Andrew Marr last night issued an emotional plea to newspaper bosses to spare frontline reporters from the current round of job cutbacks facing the industry.
Speaking at the annual dinner of the Society of Editors Conference in Bristol, the former BBC political editor said reporting was the lifeblood of “our trade.”
“Fire the columnists, fire whoever you like, but don’t fire the frontline reporters. Our trade is about reporters finding things out and passing on information,” he said.
Andrew also backed Guardian editor Alan Rusbridger’s call for some local newspapers to receive state subsidies to enable them to carry on providing a local news service.
“All I will say is that public service journalism is very much rooted in local newspaper journalism,” he said.
“If that requires support and subsidy I can’t think of a better cause than helping keep our communities together.”
Andrew handed out the new “Rat up a Drainpipe” award for journalism that has rocked the boat, established in memory of his former lobby colleague Tony Bevins.
The prize went to Deborah Haynes, of The Times, who exposed the plight of Iraqis working as interpreters in the war zone in Basra.
Deborah returned from Iraq especially to receive the cast-bronze award described by Andrew as the heaviest in British journalism.
“Although policy has changed and those interpreters are being helped it is still woefully insufficient and there are still stories to be told,” she said.
Andrew said there had been some “wonderful” entries for the prize adding: “Some of the most extraordinary entries came from local newspapers.”
Without naming the paper involved he cited one story about groups of gypsies being treated as virtual “slave labour.”
Mr_Osato (11/11/2008 10:50:47)
No, keep the (better) columnists and the subs. Fire the videographers and, most of all, the penpushers, beancounters and managers. Then we’ll have a chance.

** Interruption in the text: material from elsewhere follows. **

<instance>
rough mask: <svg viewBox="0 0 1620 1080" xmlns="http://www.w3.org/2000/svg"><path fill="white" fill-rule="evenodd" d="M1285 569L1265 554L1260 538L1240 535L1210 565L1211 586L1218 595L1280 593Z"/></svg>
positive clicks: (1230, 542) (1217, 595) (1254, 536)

Jo Wadsworth (11/11/2008 12:43:17)
Marr’s namecheck of the the local newspaper could have got lost in translation – I think he may well have been referring to Basildon Echo Jon Austin’s amazing investigative report into how runaways, down-and-outs and drug addicts are blackmailed into “slavery” at travellers sites in Essex: http://devel.echo-news.co.uk/news/slavelabour/
BOF (11/11/2008 12:55:49)
`Interpretors,’ shurely shome mishtake. Ed
richard meredith (11/11/2008 13:07:14)
Good for Andrew Marr, Alan Rusbridger and others for putting the case for local journalism to go back to its local roots. Funny how what’s goes around comes around. Look back in the library archives and that’s what you’ll find – local papers that were run by local families and full of local news. And now history is repeating itself. Why? – because we all want to feel ‘a sense of belonging’. The focal points of our communities are disappearing; the church has no congregation, the pubs are closing, and the local newspaper – and its reporters – have been asked to become all things to all men in the pursuit of profit for far-away conglomerates. It’s time to go back to the knitting and learn another lesson from history.